The “teen brain” theory can claim few of these.

Nevertheless, the “teen brain” theory has been adopted and promoted by many professional and interest groups claiming specialized knowledge, skills, and abilities in working with young people. Modern education uses it to segregate youth into finely sliced “grade levels” on the assumption that brains of a certain chronological age, not capacity, can handle only certain content. Psychologists and social workers use it to specialize by segregating young people from children and adult clients. The justice system uses it both to justify the “juvenile justice” system and to segregate (i.e. “protect”) youth in separate specialized institutions.
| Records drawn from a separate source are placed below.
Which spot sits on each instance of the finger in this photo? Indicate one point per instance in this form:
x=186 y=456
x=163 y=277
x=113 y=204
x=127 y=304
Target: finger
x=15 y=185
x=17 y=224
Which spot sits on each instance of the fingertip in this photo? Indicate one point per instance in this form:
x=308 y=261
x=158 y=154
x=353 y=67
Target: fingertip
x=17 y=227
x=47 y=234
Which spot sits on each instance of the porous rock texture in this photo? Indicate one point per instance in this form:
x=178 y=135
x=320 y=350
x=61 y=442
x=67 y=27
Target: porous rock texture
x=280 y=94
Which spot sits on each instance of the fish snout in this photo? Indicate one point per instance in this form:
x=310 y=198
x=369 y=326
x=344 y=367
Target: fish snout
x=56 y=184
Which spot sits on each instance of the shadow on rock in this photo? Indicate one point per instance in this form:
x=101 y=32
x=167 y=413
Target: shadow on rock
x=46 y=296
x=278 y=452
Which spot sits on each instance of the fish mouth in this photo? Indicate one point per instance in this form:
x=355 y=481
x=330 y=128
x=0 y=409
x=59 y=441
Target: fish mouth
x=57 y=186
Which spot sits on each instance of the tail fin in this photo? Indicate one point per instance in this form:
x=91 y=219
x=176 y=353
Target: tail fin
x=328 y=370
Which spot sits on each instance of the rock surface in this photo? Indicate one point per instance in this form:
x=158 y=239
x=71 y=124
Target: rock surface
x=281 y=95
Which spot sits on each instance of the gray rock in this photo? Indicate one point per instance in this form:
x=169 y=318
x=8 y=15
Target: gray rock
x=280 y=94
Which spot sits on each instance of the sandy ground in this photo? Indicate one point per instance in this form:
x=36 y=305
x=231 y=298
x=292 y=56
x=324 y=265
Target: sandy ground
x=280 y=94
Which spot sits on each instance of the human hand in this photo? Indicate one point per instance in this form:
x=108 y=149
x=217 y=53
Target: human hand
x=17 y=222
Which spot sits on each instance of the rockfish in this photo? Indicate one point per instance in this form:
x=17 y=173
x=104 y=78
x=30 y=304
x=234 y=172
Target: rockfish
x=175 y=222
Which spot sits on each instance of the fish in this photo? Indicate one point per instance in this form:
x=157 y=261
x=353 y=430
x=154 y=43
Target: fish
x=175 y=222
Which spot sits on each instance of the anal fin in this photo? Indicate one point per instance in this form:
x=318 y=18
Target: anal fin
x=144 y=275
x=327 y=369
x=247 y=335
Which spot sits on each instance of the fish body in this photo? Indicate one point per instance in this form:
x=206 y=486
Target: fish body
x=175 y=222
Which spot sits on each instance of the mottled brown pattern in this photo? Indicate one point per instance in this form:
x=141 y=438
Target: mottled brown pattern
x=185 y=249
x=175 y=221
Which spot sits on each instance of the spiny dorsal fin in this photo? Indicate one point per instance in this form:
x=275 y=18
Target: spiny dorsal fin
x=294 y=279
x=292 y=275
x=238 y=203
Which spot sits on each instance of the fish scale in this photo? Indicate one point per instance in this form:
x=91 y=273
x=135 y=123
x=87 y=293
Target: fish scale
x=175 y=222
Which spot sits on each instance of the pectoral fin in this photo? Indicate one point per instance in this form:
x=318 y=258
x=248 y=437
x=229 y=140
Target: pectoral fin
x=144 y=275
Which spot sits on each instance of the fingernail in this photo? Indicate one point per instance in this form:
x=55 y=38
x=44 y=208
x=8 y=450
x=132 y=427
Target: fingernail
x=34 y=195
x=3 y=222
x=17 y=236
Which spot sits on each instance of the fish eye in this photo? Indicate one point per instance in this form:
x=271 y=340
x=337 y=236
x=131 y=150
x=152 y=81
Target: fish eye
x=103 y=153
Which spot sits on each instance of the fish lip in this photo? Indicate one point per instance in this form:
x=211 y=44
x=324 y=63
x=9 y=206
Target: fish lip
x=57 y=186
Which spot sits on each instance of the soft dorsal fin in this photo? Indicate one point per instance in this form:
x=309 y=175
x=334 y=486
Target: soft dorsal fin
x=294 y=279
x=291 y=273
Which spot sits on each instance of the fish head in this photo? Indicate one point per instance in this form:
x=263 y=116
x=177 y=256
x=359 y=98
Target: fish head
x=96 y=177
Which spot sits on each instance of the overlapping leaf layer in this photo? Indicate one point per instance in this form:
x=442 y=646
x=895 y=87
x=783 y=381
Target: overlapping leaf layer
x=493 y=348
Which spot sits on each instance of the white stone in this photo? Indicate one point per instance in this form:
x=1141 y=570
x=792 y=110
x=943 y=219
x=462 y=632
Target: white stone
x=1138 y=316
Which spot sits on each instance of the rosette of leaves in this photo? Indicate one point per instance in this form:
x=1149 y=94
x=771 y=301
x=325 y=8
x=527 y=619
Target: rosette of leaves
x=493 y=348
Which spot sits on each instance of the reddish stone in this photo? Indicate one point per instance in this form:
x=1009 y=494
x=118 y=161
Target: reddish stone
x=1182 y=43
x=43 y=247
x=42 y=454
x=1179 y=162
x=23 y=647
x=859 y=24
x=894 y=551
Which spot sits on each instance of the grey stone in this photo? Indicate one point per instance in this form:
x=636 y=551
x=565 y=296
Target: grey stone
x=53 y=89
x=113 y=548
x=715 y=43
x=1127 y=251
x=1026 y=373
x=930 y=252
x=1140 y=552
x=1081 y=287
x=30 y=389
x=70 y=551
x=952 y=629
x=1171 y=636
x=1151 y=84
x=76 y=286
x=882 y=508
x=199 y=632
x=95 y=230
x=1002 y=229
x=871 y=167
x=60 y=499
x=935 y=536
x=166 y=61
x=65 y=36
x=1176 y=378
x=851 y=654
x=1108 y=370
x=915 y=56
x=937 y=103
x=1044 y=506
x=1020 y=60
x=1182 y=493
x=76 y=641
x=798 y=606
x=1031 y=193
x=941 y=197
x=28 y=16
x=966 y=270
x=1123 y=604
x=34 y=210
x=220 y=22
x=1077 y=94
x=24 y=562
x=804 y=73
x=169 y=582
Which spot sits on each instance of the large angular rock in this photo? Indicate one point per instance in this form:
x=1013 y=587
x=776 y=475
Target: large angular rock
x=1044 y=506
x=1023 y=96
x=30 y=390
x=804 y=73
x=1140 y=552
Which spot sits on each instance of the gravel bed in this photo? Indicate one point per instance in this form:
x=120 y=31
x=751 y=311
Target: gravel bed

Mercenary popular non-fiction authors made it a cottage industry. Even librarians use it to rationalize (i.e., “defend”) behaviors the institution otherwise feels “unacceptable.”

The teen brain theory is commonly deployed to “explain” youth behaviors that adults define as anti-social. It is often used as a defense against otherwise prevailing adultist assumptions: all teens are potentially dangerous and emotionally explosive, especially if they are not receiving careful and professional oversight and supervision. It appears in phrases like, “Oh, they can’t help it, their brains are just not developed.”

Politically, the teen brain theory is used on both the left and the right. For political conservatives, the concept is used to promote harsh anti-youth punishment regimes: curfews, “gang injunctions,” and so-called “zero tolerance” policy. Liberals likewise do not question the assumptions at the base of teen brain theory, but instead of punishment, prescribe a wide array of professional interventions, such as programs “to keep kids off the street.”

Both interpretations assume the inherent flawed and “underdeveloped” nature of youth. Both defer achieving “full development” to some far-off future and magical moment when “maturity” suddenly appears. And aspiring only to that magical future “mature” moment, teen brain theory also implicitly dismisses youth experience in the here and now.

While there are many ways the teen brain theory is susceptible to critical thought, exploring just a few should lead at least to skepticism of what it advances if they do not discredit it entirely. Most recently, the highly respected magazine Science (published by the American Association for the Advancement of Science), reported that up to a third of some 5000 peer-reviewed neuroscience papers published in 2020 were likely plagiarized or entirely invented from whole cloth.[1]  And beyond exposing these stunning fabrications of clinical science, which should alone render confidence in teen brain theory problematic, additional questions make it worse.

First and foremost, most teen brain research is conducted on a very thin demographic slice of the youth population (mostly middle-class white youth from wealthy countries). This fact alone should make us stomp hard on the brake pedal in indulging sweeping generalizations about all youth – particularly when considering working class youth or youth of color – both of whom are routinely singled out as “behavior problems.”

What possible single generalization can explain an entire demographic – to say nothing of predicting behavior as real theory does? What possible generalization could, for instance, explain all women or all people from a particular faith tradition?

As an historian, I am also compelled to acknowledge that teen brain theory purports universal application. Really? All youth, in all cultures, in all places, for all gender identities, for all time, exhibit the same “lacking” brain development manifested in the same ways?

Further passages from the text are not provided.